Armed officers are a welcome sight for most Plum School District community members
Armed retired police officers have patrolled Plum schools for the past few months, and many students and parents believe their district is safer for it.
“I have kids at Center and Holiday Park (elementary schools),” said parent Rebecca Wawrzyniak. “My children have both said they feel safe at school now. They know what has happened at other schools. I trust the district is doing everything it can to keep our children safe.”
The district formed its own police force last year that is led by retired McKeesport Capt. of Detectives Tim Hanna.
He and two retired New Kensington officers, Joe Locke and Craig Harnish, make up the department so far.
Hanna is stationed at the high school and splits time at the other facilities. Locke checks in on Oblock Junior High and Holiday Park Elementary while Harnish can be seen at Center and Pivik elementary schools.
The officers wear black-collared shirts with their names and title on the right side of their chest.
They’re also assisted by a school resource officer provided by Plum police department.
District officials plan to hire three more officers by the end of the month so all schools have at least one armed officer.
All district police are expected to become certified school resource officers by mid-June.
Center Elementary fourth-grader Zoey Knight, 10, said she sees Harnish every day.
“I like how they walk around and make sure everybody’s safe,” she said. “He pops in and says, ‘Hi.’”
Center kindergartner Isaac Kirchner, 5, said the same thing while talking about dragons in teacher Kirstin Vinton’s class.
“He’s a friendly face and they know he’s here to help them,” Vinton said about Harnish. “He and I have talked about what safety precautions I can put in my room.
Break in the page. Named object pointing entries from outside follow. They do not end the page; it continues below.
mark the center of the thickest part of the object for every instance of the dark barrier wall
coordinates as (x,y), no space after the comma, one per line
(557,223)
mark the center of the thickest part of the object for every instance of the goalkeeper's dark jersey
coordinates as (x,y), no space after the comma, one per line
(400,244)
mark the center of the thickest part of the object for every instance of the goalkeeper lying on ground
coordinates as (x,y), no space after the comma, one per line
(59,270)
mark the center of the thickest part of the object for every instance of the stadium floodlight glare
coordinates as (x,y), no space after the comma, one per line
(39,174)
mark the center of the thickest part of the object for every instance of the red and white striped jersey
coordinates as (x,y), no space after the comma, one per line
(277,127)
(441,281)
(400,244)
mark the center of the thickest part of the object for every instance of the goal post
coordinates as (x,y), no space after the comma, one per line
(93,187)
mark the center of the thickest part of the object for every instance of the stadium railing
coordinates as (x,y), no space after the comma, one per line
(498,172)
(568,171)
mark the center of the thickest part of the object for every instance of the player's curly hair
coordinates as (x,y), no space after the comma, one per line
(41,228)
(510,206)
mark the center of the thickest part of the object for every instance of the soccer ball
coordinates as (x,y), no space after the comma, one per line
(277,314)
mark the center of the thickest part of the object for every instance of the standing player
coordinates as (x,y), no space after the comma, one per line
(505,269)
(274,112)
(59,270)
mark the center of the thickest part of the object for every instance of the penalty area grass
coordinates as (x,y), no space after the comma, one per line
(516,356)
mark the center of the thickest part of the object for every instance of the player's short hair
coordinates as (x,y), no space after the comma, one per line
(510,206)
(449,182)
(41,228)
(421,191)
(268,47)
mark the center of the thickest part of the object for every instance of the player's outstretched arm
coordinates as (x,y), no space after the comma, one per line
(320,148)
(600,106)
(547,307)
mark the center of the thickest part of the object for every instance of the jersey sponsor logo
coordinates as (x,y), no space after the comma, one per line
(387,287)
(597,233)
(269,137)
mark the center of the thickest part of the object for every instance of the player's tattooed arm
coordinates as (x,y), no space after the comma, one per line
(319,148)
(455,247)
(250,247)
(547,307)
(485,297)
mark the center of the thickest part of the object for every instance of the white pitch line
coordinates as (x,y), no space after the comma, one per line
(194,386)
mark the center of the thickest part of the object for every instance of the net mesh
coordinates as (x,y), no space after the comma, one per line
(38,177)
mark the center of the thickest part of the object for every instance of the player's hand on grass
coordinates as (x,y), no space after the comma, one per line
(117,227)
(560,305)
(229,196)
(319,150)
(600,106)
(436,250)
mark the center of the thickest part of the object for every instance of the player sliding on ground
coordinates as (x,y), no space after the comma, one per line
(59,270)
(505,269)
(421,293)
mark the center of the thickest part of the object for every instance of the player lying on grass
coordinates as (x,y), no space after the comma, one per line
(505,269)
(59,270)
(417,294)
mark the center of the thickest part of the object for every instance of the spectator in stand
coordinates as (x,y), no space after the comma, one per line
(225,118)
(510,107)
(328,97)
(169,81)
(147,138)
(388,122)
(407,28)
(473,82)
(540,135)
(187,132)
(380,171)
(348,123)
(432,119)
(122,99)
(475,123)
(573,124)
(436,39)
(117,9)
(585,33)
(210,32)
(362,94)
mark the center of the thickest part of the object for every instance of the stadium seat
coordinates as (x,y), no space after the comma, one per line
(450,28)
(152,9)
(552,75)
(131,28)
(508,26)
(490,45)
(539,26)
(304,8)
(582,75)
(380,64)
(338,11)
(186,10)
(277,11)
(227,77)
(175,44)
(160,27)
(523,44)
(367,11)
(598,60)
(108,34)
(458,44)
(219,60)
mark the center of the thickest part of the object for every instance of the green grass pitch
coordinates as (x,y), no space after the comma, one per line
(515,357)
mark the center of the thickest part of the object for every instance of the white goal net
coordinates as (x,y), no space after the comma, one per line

It’s been more of a resource to make it a safer place if the unimaginable every happens.”
Reason for district police
The district police force was not established based on any particular Plum incident, but a proactive approach to prevent tragedy after the mass shootings around the country the past few years.
“They are trained and prepared to be armed, and I much rather them be armed and never need their firearm over the alternative of them being unable to stop an active shooter and a child is hurt,” said John Hanscom, who has young boys at Holiday Park and Center.
The officers provided active shooter training and enhanced lockdown drills as part of high school safety efforts.
“I feel it’s sad that we live in a time and age where that’s necessary, but I do feel it is necessary,” said Jonah Babusci, senior and school board representative. “They’re always friendly. They stand in the hallway and have offices where they talk with troubled students sometimes.”
Officers said being present, accessible and having good student relationships can make a world of difference in a school district.
Harnish said he treats each student like part of his family. He has three kids, two step-children and nine grandchildren.
“I know that if it was my kids that were in here, how I would want the police officers to act and what their responsibilities were,” he said. “That’s what I’m trying to live up to.”
The officers also come up with different initiatives to help improve Plum’s already robust security programs.
Locke introduced a public service announcement contest for students to educate them about the dangers of vaping and e-cigarettes.
The district has policies that prohibits students from having such devices.
“Being positive role models to the kids is something that we enjoy,” Locke said. “Making sure they feel comfortable with us and feel safe at the schools.”
Superintendent Brendan Hyland credited board Vice President Vicky Roessler as the staunchest advocate for the police force, and the officers have become a significant part of the district family.
“In a very short amount of time, they’re being woven into the fabric of our community,” Hyland said.
Other safety matters
Acquiring Armed officers is just one of many safety changes at the district in recent months.
All staffers are required to wear badges to better identify themselves and help track who’s in and out of buildings.
School board members authorized upgraded fencing and bollards (posts) to be installed at all their schools.
Plum incorporated Safe 2 Say Something, a hotline where students and adults can submit anonymous tips about something suspicious online or from a person who may pose a threat to themselves or others. It was introduced across the state and headed by the Pennsylvania Office of Attorney General. The district already had its own tipline.
A $200,000+ borough donation allowed the district to purchase various upgrades such as software and an internal alert system called Alertus. It sends messages to all district devices.
Rich Walsh, district safety coordinator and assistant superintendent, said all that just scratches the surface of upgrades outlined in a facility safety and security assessment completed last year by California-based Bay Area Risk Management.
There are ongoing policy reviews and other programs behind the scenes that district officials declined to discuss due to safety concerns.
“We really increased our (security) practice in all our buildings,” he said. “It’s really focusing on the whole child.”
Plum also became the first busing district in the nation to complete a four-part TSA training program.